According to MSDN you can specify to CreateFile() 3rd parameter (dwSharedMode) shared mode flag FILE_SHARE_DELETE which:
Enables subsequent open operations on a file or device to request delete access.
Otherwise, other processes cannot open the file or device if they request delete access.
If this flag is not specified, but the file or device has been opened for delete access, the function fails.
Note Delete access allows both delete and rename operations.
http://msdn.microsoft.com/en-us/library/aa363858(VS.85).aspx
So if you're can control your applications you can use this flag.
Note that Process Explorer allow for force closing of file handles (for processes local to the box on which you are running it) via Handle -> Close Handle.
Unlocker purports to do a lot more, and provides a helpful list of other tools.
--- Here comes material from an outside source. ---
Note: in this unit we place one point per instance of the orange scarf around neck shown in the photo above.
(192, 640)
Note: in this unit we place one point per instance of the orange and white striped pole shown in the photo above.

Also deleting on reboot is an option (though this sounds like not what you want)
That doesn't really help if the hung process still has the handle open. It won't release the resources until that hung process releases the handle. But anyway, in Windows it is possible to force close a file out from under a process that's using it. Process Explorer from sysinternals.com will let you look at and close handles that a process has open.